第12話 暇
「サッカー出来ないのって時間潰せないな」
「修斗くんって本当にサッカー以外しないよね」
「あの時からずっとやってたから、呼吸みたいなものだよね」
「生命活動と同率に考えるのは少し異常だよ?」
美咲から少し引かれた気がするが、こればかりは仕方ない。
物心着く頃からやっていたサッカーは、今や辞めたくても辞められない。
「あら、美咲ちゃんも来てたのね」
「修斗くんのお母さん、お邪魔しています」
「もー、前も言ったけど私の事は翠ちゃんでいいのよ〜」
俺の母さんは自身のあだ名である翠ちゃん(すいちゃん)と呼んで欲しいらしく、凄く笑顔で詰め寄っていた。
「え、えっと、翠ちゃん?」
「そーそー、翠ちゃん。と、いけないいけない。修斗、先生には許可とったから家帰るわよ〜」
「あれ?今日は病院じゃなかったの?」
病院の先生からは今日大丈夫そうなら、明日から学校行って良いって言われたんだけど、なんか話したのかな?
「別に安静にするなら大丈夫って、ついでに美咲ちゃんも家に来なさいな」
「え?でもお邪魔になってしまうのでは...」
「邪魔なんてないない。美咲ちゃんの親御さんには許可を取ったから、泊まってっていいわよ?」
「え?ヤグザの事務所に電話かけたの?」
許可ってそれくらいしかないよな。
だとしたらこの母親、肝が据わりすぎてる気がするんだけど...
「いやいや、まさか。今回の件のお詫びですってお金もってきたものだから、代わりに美咲ちゃん泊めて良いですか?って聞いたのよ」
まさかの想像の斜め上、直で言ってたよこの母親、これには美咲をびっくりしすぎて口を開けて固まっていた。
「あっ、えっと、家の人が失礼しました」
「ん?気にしないわよ。吉原組って危ないことしないのは知ってるからね」
俺、専業主婦のはずの母さんが怖くなってきた。
実はどこかの組長の母でしたとかないよね?
「母さんって何者?」
「え?普通の専業主婦だけど?今は」
今は?今はって言った?この母親!?
昔はなんだったの?ちょっと父さんに聞いてみよう。
「えっと、お邪魔じゃないなら是非お願い...します」
ほら、美咲もなんか怯えてるじゃん。
聞いた事ないってヤクザのそれも組長の娘をビビらせる専業主婦って...
そんな一悶着ありながらも、母さんの運転で俺は家へと戻ることが出来た。
「で、何で美咲を泊めるなんて話になったんだ?」
「あー、なんか拉致られるくらいの事が起きるなら、美咲ちゃんも危ないかなと思って、落ち着くまでは私の家で匿いますって言ったら、是非って」
「その言い方だとこれからずっと泊まるみたいになってない?」
「そう言ったじゃない?」
「少なくとも俺は聞いてない。多分美咲も聞いてない」
隣に座ってる美咲を見ると首を縦に振っていたので、美咲も聞いていなかったようだ。
「美咲ちゃんがどうしても嫌だって言うなら、無しにするけれど?美咲ちゃんみたいな可愛い子が、こんなサッカー馬鹿と暮らすって罰ゲームだろうし...」
「おい、ちょっと待て母さん。サッカー馬鹿はまだしも罰ゲームは言い過ぎじゃない?」
「そうだったわね。実刑判決かしら?」
更に言い草が酷くなった母さんにため息をこぼしていると、美咲がいつもより大きな声を出していた。

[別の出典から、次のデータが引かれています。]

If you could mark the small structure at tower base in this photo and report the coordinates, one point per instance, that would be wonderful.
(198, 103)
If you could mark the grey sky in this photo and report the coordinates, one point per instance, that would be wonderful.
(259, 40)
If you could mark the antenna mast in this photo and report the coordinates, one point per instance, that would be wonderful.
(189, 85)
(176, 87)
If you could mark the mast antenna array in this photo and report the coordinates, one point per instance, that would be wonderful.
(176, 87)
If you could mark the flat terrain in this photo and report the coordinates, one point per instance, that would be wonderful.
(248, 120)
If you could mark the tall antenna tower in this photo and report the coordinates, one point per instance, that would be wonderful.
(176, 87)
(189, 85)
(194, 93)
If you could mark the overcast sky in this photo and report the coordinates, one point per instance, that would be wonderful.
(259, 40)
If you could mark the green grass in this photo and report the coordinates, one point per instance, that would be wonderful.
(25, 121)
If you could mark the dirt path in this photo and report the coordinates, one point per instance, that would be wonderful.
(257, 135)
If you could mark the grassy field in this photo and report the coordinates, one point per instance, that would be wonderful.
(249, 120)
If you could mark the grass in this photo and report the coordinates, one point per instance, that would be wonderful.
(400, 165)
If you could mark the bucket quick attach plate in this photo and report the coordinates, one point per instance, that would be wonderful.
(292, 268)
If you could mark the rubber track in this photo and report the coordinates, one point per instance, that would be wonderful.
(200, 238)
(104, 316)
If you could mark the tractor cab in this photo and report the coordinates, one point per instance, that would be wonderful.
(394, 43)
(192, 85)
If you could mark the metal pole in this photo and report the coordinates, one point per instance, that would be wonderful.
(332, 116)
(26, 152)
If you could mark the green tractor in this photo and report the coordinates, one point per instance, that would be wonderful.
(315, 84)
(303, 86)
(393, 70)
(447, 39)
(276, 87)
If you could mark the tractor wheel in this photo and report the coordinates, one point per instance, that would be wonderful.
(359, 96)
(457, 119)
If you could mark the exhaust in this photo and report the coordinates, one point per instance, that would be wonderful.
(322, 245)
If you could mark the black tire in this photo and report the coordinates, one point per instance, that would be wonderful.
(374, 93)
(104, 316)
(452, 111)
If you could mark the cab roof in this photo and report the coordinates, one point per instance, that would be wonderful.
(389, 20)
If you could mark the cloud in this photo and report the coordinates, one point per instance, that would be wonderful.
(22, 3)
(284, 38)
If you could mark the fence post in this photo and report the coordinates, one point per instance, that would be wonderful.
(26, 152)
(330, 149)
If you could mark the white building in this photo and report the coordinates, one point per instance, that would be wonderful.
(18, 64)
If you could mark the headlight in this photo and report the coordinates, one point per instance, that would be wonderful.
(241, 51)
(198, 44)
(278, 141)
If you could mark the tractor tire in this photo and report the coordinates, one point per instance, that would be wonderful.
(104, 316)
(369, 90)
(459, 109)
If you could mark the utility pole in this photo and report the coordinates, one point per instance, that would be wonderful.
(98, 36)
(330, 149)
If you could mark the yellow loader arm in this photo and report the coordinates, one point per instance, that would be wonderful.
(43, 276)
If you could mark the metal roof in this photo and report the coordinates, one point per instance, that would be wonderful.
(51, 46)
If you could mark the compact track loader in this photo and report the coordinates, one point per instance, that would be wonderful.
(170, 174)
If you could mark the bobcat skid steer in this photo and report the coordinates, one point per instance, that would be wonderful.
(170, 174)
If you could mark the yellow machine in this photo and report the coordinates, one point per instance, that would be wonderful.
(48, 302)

「そ、そんな事思ってないです!泊まりれるのは有難いんですが、もしかしたらご迷惑をかけてしまうかもしれなくて」
俺が拉致られた事によって、次は母さんにも被害がと考えている美咲は、どこか痛々しい表情をしていた。
「大丈夫よ。修斗がボコボコにされるくらいだから」
「一応実の息子だぞ?」
「女の子を守るのは男の仕事でしょ?」
「それって美咲なら当てはまるけど、母さんに当てはまるのか?」
「修斗?言っていいことと悪い事の区別がついてないのかしら?」
どうやら俺は地雷を踏んでしまったらしく、この後締められるのは確実らしい。